The point I was trying to say in this messasge was the conflict a family has of not hurting the feelings of one family against the other (like who's house to go to; i.e., their mother's or in-laws). You know what I mean Val?
Since I live alone here in TN, I usually cook dinner for Thanksgiving and Christmas, for the past couple of years my nephew has been with me. Last year he was in the Middle East so I didn't bother cooking. A friend/client of mine who only lives down the street invited me for Thanksgiving and for Christmas I was alone but it was nice not to have to cook or entertain. This year he is stationed in Clarksville, TN which is only about 1 1/2 hours from where I live so I know he will be here for Thanksgiving and I have invited one of my clients who doesn't have family here and just lost her mother last April. I don't know if she'll come but I extended the invitation. Don't know what my nephew's plans are for Christmas but I have a friend/former co worker who doesn't have family in TN and just lost her mom so I invited her for Christmas dinner.
We had no problem once we married... it seems our families also merged! We would still hit both parents for Thanksgiving dinners; one at 1 PM and the other after football, maybe 5 or 6 PM. That was when I could still eat TWO big dinners! Christmas EVE was for both families, Christmas Day just a relaxing day, no big feast, as with New Years!
4 of us went out to dinner last night at a friends restaurant. He joined us for some wine after he closed and a conversation about Thanksgiving came up.
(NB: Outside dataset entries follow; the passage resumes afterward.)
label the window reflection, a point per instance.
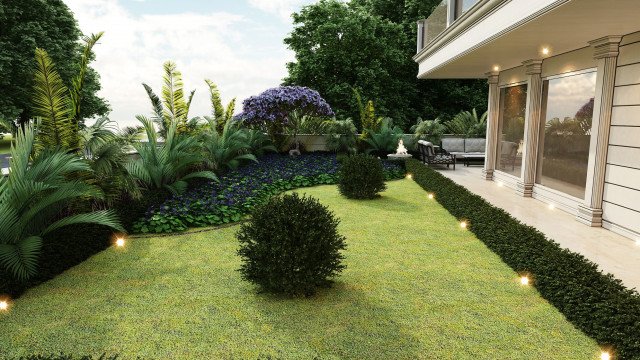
(566, 133)
(513, 104)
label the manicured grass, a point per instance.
(416, 286)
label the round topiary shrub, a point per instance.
(361, 177)
(291, 245)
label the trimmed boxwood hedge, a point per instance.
(596, 303)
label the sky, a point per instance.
(236, 43)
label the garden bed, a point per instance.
(594, 302)
(237, 192)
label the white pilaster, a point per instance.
(606, 54)
(493, 115)
(531, 127)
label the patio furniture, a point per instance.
(468, 158)
(461, 147)
(430, 157)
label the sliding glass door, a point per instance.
(565, 132)
(513, 105)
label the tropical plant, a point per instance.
(167, 166)
(368, 119)
(220, 114)
(173, 107)
(430, 130)
(283, 107)
(50, 25)
(104, 148)
(341, 136)
(33, 199)
(58, 107)
(467, 123)
(385, 140)
(291, 245)
(226, 150)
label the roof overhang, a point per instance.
(504, 33)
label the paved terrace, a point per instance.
(614, 254)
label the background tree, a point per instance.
(369, 45)
(26, 25)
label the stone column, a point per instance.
(606, 54)
(531, 127)
(493, 116)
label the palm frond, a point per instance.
(51, 103)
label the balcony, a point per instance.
(466, 39)
(443, 15)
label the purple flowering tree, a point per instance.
(284, 107)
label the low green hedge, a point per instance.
(596, 303)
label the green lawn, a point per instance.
(416, 286)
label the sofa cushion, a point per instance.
(453, 144)
(475, 145)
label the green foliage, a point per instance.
(33, 197)
(595, 303)
(291, 245)
(221, 115)
(173, 107)
(361, 177)
(430, 130)
(57, 107)
(228, 149)
(468, 124)
(369, 45)
(49, 25)
(103, 147)
(53, 106)
(385, 140)
(168, 165)
(341, 136)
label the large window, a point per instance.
(513, 104)
(565, 132)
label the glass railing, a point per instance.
(435, 24)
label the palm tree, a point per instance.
(103, 147)
(58, 107)
(173, 107)
(226, 150)
(469, 124)
(34, 194)
(341, 136)
(220, 114)
(170, 164)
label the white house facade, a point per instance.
(564, 97)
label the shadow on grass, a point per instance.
(340, 321)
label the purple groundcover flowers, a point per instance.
(238, 191)
(278, 104)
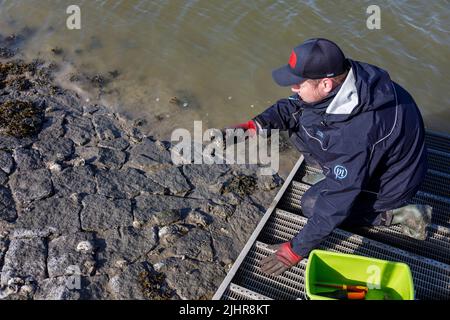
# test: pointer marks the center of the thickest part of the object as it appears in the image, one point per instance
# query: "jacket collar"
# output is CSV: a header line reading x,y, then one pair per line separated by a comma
x,y
346,100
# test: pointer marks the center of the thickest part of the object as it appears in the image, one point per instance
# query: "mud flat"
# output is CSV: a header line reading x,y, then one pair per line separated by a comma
x,y
92,208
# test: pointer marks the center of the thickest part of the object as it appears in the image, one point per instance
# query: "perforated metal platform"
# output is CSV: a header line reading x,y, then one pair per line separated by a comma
x,y
429,260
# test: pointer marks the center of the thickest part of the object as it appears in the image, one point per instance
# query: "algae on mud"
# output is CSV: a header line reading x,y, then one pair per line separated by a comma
x,y
20,118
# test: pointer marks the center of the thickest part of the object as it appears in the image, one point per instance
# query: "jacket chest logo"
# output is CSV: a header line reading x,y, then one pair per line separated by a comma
x,y
340,172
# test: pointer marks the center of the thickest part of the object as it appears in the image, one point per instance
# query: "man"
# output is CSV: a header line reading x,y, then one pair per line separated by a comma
x,y
367,135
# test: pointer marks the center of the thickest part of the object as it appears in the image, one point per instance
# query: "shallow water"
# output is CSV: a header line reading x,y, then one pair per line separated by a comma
x,y
216,57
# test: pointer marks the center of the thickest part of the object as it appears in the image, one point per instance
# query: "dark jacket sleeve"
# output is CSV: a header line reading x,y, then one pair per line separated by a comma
x,y
334,196
281,115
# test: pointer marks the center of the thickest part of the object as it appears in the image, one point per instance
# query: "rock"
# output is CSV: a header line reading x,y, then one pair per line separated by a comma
x,y
106,126
61,288
172,179
54,215
198,218
28,186
85,246
264,199
4,242
78,180
25,258
6,162
28,159
195,245
73,287
126,183
127,284
3,177
171,233
20,118
9,142
148,205
101,213
7,206
166,217
269,182
80,130
55,149
226,247
205,173
127,244
88,154
117,144
241,185
64,253
242,223
223,211
52,127
193,280
148,154
111,158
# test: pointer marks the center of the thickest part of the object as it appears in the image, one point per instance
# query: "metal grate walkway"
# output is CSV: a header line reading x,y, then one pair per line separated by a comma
x,y
429,260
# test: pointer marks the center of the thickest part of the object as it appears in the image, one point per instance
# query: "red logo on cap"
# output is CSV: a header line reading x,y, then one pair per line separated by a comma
x,y
293,60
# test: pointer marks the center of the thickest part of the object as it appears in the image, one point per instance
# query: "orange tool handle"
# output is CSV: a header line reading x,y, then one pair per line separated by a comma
x,y
344,287
356,295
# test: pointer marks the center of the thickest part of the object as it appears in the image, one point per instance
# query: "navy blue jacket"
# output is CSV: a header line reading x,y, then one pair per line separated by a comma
x,y
367,135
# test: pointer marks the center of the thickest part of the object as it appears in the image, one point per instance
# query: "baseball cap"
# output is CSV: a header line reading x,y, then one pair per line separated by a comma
x,y
314,59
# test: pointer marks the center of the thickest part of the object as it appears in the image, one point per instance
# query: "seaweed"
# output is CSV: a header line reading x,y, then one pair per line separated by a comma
x,y
20,118
241,185
153,286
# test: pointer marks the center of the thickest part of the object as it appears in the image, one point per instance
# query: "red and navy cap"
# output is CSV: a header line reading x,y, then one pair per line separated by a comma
x,y
314,59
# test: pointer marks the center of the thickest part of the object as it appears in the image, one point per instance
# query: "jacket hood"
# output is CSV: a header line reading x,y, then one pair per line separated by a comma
x,y
366,88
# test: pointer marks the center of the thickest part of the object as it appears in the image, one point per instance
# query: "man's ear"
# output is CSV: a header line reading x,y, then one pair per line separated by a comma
x,y
327,84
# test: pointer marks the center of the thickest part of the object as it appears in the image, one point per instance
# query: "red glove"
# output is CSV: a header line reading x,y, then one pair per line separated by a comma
x,y
280,261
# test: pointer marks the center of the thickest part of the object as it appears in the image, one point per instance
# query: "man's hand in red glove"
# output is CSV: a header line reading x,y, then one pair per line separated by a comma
x,y
280,261
249,127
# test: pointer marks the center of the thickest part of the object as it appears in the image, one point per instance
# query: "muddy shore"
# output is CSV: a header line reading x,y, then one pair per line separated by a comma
x,y
93,208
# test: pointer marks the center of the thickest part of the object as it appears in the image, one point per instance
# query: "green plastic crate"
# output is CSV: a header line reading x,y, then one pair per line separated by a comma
x,y
389,280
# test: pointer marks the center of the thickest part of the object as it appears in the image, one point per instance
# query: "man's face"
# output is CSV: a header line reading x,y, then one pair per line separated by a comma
x,y
312,91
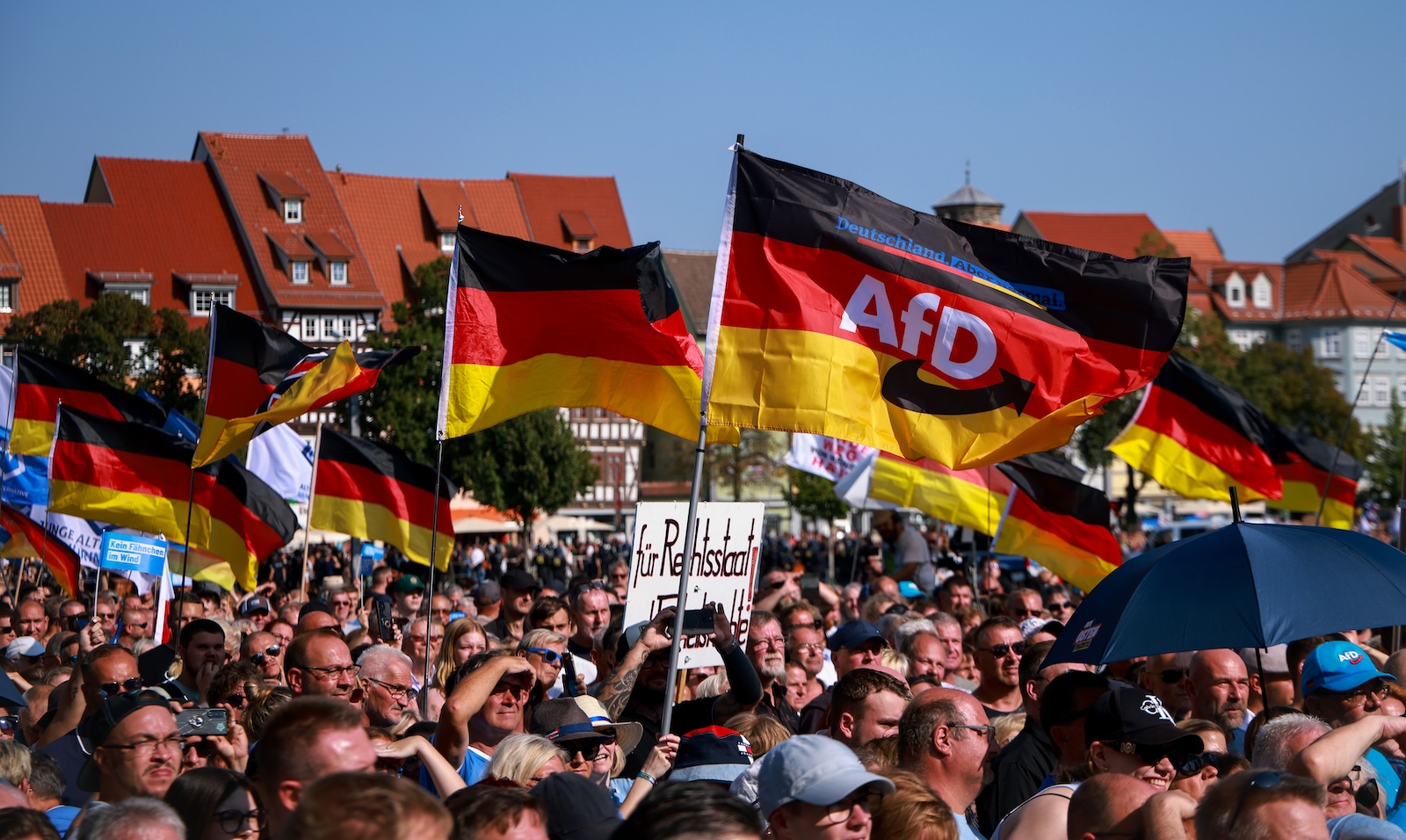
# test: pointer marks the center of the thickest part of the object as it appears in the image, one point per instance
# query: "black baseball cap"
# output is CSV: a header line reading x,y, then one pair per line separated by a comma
x,y
519,579
112,711
1129,713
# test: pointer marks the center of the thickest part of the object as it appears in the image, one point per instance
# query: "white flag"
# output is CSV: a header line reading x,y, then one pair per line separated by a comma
x,y
827,457
283,461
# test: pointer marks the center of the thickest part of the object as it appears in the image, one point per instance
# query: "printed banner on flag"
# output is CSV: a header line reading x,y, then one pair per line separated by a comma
x,y
838,312
827,457
726,549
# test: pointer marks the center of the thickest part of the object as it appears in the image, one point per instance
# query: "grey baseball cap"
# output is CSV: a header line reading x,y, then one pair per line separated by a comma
x,y
812,769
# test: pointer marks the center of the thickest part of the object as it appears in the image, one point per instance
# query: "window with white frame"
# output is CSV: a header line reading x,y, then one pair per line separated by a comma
x,y
1361,343
203,301
1332,343
1262,290
1381,388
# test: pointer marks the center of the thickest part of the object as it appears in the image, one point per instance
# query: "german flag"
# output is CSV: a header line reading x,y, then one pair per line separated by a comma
x,y
967,497
127,474
847,315
28,539
248,521
531,326
1058,520
41,384
260,377
138,476
1195,436
1311,464
373,490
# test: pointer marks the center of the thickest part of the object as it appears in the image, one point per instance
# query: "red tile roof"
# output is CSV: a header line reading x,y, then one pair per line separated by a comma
x,y
1330,286
398,220
241,163
28,239
166,220
550,199
1121,235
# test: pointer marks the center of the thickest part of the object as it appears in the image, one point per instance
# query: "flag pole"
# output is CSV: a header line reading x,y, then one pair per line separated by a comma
x,y
429,590
307,527
709,358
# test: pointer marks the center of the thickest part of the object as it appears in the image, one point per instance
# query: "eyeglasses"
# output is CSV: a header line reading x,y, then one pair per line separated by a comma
x,y
330,671
591,750
868,801
1197,763
1265,780
1153,753
145,749
983,729
1000,650
110,689
405,692
232,821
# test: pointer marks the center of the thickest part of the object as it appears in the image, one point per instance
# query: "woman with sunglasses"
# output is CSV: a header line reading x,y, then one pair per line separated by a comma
x,y
217,804
1199,771
545,649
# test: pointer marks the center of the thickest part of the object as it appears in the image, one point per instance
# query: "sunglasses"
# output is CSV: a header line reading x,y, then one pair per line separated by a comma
x,y
1197,763
110,689
1000,650
1155,753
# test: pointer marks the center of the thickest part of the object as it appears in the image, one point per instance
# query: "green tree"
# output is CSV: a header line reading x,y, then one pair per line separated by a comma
x,y
522,465
815,496
1384,465
96,340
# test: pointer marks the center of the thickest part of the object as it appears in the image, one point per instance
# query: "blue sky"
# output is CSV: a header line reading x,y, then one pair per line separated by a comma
x,y
1262,121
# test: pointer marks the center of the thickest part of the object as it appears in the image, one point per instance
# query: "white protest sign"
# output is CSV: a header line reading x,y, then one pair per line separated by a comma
x,y
827,457
726,549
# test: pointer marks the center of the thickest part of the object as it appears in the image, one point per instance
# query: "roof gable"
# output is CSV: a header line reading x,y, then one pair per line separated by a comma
x,y
248,166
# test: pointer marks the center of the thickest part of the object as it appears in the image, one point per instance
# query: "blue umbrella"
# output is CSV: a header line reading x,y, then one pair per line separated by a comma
x,y
1243,586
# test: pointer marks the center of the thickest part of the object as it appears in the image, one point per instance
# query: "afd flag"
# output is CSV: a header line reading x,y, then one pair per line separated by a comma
x,y
283,461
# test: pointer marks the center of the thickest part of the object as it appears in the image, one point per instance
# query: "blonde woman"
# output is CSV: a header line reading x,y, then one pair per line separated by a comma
x,y
526,759
463,638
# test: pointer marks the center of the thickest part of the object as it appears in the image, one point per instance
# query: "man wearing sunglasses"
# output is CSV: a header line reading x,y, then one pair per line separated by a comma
x,y
107,670
998,649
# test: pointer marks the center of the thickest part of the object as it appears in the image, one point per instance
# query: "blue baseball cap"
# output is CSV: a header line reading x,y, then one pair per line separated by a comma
x,y
1339,666
855,634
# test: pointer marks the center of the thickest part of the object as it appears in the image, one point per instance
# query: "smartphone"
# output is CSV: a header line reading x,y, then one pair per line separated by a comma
x,y
384,623
698,623
203,722
569,675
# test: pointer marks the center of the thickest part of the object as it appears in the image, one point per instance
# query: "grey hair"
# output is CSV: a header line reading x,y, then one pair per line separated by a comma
x,y
379,657
1272,746
130,818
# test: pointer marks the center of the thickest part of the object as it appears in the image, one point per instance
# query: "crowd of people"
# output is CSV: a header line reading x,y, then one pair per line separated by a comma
x,y
513,703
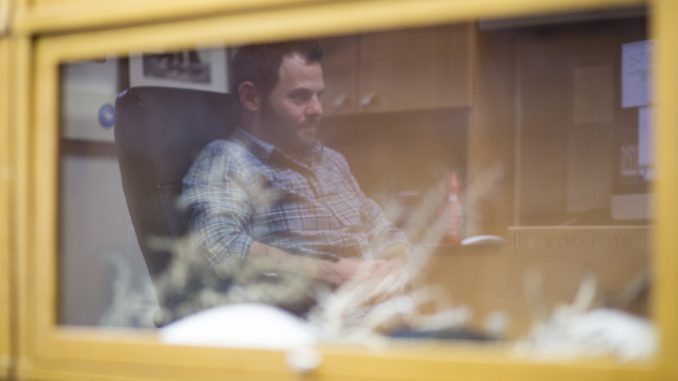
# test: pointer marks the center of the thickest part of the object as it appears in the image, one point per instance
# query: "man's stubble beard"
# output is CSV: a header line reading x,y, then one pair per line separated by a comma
x,y
285,135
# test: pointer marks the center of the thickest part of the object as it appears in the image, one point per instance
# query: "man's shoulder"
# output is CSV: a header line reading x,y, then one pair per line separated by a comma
x,y
333,156
221,157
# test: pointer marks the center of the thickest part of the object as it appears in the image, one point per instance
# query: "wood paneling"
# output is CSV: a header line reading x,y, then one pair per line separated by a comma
x,y
340,69
415,69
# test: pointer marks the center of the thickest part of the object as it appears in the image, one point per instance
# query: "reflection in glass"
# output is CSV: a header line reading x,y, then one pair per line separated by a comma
x,y
479,181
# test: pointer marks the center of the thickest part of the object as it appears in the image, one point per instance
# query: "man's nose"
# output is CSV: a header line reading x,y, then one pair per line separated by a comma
x,y
315,107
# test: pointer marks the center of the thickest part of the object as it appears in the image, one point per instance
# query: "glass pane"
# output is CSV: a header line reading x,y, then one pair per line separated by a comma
x,y
484,181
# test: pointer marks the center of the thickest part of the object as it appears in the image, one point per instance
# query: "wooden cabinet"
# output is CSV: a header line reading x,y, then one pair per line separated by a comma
x,y
340,67
376,73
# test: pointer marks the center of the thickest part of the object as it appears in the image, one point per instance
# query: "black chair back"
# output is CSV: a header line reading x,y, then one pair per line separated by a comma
x,y
159,132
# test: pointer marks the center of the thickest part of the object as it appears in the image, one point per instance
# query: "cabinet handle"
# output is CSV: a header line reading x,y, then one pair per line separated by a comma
x,y
367,99
340,101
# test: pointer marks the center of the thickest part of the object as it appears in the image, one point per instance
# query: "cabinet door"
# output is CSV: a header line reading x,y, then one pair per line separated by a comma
x,y
340,60
415,69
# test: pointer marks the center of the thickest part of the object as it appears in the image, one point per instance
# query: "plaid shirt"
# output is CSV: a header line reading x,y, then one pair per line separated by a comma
x,y
243,190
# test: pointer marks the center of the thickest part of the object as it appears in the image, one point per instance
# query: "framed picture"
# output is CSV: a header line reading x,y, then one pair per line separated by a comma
x,y
204,69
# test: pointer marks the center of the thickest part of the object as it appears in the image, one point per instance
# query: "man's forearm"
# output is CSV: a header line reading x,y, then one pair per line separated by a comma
x,y
269,258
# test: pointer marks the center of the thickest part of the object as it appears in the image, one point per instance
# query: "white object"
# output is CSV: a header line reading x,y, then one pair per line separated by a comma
x,y
303,359
633,206
243,326
174,69
88,95
636,74
600,332
483,240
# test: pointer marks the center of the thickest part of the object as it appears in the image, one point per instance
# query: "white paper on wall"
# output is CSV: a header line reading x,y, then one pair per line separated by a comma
x,y
636,74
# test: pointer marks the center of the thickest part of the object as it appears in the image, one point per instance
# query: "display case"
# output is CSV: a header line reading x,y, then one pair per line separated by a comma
x,y
63,188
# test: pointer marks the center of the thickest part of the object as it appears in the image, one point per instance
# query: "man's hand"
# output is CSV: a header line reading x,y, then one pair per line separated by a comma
x,y
338,273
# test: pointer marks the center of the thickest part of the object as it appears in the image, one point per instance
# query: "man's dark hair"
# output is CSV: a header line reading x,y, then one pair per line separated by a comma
x,y
259,64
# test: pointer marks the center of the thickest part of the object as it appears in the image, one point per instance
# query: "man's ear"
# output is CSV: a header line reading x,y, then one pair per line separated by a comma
x,y
249,96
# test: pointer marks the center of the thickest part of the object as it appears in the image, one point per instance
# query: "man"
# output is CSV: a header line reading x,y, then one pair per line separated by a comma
x,y
272,195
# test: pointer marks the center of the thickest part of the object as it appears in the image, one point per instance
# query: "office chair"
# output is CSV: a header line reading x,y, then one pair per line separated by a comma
x,y
159,132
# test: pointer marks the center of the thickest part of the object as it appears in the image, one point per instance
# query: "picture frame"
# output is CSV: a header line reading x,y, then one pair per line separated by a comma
x,y
198,69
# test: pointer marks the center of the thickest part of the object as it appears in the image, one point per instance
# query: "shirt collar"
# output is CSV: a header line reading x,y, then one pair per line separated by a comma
x,y
265,150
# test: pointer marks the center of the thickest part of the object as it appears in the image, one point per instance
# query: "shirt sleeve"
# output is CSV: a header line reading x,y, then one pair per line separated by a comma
x,y
380,232
218,208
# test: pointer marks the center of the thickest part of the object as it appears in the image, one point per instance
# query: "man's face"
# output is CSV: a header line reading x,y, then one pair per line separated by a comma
x,y
291,113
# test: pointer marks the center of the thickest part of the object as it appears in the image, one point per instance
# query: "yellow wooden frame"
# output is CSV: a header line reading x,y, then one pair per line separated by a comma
x,y
5,266
50,352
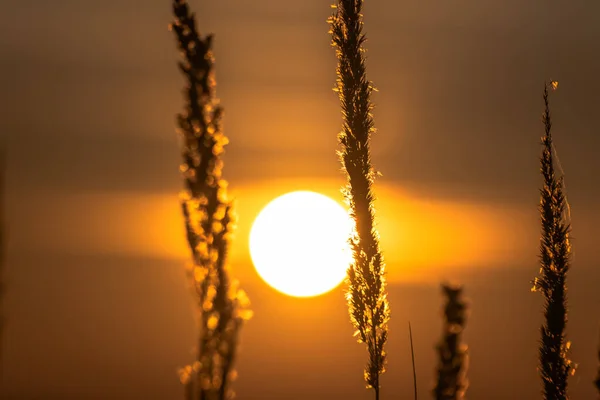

He said he was going to close this year and feed some folks who may need a little help. I think we're going to help out with that, if my kids and grandkids (the ones who will be in town) want to join us fine. He's owned the restaurant for a very long time and it's in a good location for what he has in mind for Thanksgiving. The 4 of us will start a coat drive with the businesses we deal with and other friends we know that own businesses, and in our own neighborhoods. Then we'll give the coats, hats and scarves away at the restaurant on Thanksgiving.
These huge dinners are fun (I love to cook them) and I enjoy having family and friends around, but few in my family really appreciate the tradition much, or like various traditional fish dishes, and their usually pressured to get to their spouses family, friends they feel obligated to visit or my ex's house by a certain time. It sometimes looks as though it's almost a burden for them to pack up all the kids and stuff they bring and hurry, hurry, hurry.
I'm looking forward to the day, if it ever comes, the kids decide to start some tradition of their own and firmly say "we're doing it this year, be here at ____:___ o clock. or earlier if you want to help.
That's precisely why my youngest has Christmas at her house every year. The first couple of years they were married, it was hard for them to be here, at his mom's and and his grandparent's houses too. Now it's at her place and they are all invited. I don't mind, less mess and fuss for me. It's nice being the guest.